Aun cuando está mejor administrada que muchas compañías rusas, Severstal no es atípica. Según los datos de Bloomberg, alrededor de 78 por ciento de las compañías rusas en el índice MICEX mostraron un mayor crecimiento en sus utilidades que sus equivalente mundiales. Y las compañías rusas en su conjunto ahora son más redituables que sus equivalentes en el índice MSCI de Mercados Emergentes.

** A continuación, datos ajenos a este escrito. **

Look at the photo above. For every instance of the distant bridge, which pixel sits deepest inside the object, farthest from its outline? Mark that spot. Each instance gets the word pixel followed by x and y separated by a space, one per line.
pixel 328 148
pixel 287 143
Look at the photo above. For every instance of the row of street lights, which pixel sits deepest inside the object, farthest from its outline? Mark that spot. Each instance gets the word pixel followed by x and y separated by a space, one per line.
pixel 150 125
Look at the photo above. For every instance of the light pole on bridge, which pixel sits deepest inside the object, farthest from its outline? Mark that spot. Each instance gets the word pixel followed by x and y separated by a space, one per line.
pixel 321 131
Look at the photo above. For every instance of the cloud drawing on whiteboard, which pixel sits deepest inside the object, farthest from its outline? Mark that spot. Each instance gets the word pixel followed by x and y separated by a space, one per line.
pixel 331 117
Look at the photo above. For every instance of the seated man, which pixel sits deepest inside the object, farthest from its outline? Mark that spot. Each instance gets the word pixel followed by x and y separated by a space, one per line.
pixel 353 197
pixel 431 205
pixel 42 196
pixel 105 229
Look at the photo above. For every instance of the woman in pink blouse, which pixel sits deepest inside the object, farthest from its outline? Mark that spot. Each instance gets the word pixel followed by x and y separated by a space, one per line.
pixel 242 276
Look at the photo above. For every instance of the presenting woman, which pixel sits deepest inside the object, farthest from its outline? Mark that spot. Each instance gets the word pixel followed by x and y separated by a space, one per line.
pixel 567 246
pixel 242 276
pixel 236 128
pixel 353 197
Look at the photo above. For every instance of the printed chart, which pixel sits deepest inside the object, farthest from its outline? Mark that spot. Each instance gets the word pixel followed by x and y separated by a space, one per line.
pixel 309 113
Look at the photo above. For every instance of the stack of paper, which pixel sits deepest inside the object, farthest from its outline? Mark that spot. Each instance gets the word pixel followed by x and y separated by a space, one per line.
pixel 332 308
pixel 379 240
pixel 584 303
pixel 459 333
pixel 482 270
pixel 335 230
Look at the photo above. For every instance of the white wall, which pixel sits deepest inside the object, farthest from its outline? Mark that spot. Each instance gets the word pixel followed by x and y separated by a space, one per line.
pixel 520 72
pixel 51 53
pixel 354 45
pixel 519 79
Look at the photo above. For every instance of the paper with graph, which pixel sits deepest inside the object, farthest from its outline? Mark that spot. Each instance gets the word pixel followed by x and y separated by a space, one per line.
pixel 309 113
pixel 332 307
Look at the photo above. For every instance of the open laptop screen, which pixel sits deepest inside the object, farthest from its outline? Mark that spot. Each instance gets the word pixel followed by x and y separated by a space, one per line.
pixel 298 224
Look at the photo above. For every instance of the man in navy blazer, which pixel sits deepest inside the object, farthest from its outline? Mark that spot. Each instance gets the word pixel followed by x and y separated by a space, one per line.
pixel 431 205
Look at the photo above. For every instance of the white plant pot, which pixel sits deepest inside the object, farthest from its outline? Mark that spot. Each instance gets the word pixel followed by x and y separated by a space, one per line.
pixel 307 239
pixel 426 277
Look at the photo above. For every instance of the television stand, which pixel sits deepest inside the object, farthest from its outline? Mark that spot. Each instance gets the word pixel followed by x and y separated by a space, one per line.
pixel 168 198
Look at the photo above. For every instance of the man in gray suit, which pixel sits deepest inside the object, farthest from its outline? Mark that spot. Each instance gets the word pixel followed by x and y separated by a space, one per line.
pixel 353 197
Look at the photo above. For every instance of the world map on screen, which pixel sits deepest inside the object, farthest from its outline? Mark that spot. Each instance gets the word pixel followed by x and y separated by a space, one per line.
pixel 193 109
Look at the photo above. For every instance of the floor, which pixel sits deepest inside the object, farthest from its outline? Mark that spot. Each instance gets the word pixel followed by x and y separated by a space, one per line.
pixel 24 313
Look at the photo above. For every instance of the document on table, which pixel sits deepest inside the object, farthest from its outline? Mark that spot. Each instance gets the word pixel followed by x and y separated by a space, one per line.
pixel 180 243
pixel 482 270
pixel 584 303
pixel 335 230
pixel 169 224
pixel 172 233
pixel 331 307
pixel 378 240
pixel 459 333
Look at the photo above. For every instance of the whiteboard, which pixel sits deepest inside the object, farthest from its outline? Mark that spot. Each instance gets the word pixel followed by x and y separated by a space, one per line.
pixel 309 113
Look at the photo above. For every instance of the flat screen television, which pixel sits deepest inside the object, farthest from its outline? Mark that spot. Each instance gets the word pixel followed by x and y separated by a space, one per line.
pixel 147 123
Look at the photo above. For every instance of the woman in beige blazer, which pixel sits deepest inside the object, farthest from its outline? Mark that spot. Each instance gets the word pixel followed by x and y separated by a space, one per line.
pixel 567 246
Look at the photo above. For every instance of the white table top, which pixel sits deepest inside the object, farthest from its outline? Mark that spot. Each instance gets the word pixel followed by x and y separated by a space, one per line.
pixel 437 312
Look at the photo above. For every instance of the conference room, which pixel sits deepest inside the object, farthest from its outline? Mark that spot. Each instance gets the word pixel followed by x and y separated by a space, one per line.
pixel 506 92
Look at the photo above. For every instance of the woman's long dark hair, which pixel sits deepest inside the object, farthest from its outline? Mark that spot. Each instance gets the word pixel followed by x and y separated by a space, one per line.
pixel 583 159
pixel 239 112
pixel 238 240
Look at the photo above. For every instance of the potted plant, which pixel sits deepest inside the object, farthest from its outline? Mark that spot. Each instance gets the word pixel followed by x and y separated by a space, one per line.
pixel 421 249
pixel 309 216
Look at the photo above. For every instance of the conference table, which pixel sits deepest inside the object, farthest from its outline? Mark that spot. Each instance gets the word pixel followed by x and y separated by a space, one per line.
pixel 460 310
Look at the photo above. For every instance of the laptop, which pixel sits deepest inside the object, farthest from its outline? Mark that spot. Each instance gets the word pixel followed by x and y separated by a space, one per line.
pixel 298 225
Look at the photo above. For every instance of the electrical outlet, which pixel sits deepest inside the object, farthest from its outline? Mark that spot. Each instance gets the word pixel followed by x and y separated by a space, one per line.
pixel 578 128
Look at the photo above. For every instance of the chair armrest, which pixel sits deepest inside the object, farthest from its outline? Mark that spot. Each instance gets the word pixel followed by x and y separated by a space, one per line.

¿Qué está rescatando a Rusia? Por segunda vez en dos décadas, Rusia está mostrando que aun cuando una caída pronunciada en el valor de su moneda sí provoca malestar financiero —aumenta los precios de las importaciones y hace que cualquier deuda externa que Rusia o sus compañías hayan contraído mucho más costosa en términos del rublo— también produce con el tiempo beneficios económicos como lo marca el libro. Dado que una devaluación aumenta los precios de las importaciones, también allana el camino para lo que los economistas llaman “sustitución de importaciones”, una manera burda de decir que los consumidores empiezan a comprar los productos menos caros producidos localmente en vez de artículos importados.
Para las compañías como Severstal, que exporta casi 20 por ciento de su producción, los beneficios de la devaluación son obvios: todos los costos necesarios para producir acero en Rusia —mineral de hierro, manganeso, níquel, mano de obra, electricidad— son tasados en rublos. Ello significa que los costos relativos de las compañías ante los de sus competidores internacionales se han desplomado. Al mismo tiempo, todo acero que venden al exterior es tasado ya sea en dólares estadounidenses o euros, los cuales han aumentado su valor ante el rublo. Cuando las compañías traen de vuelta los dólares de sus ventas, valen mucho más en rublos hoy que hace un año.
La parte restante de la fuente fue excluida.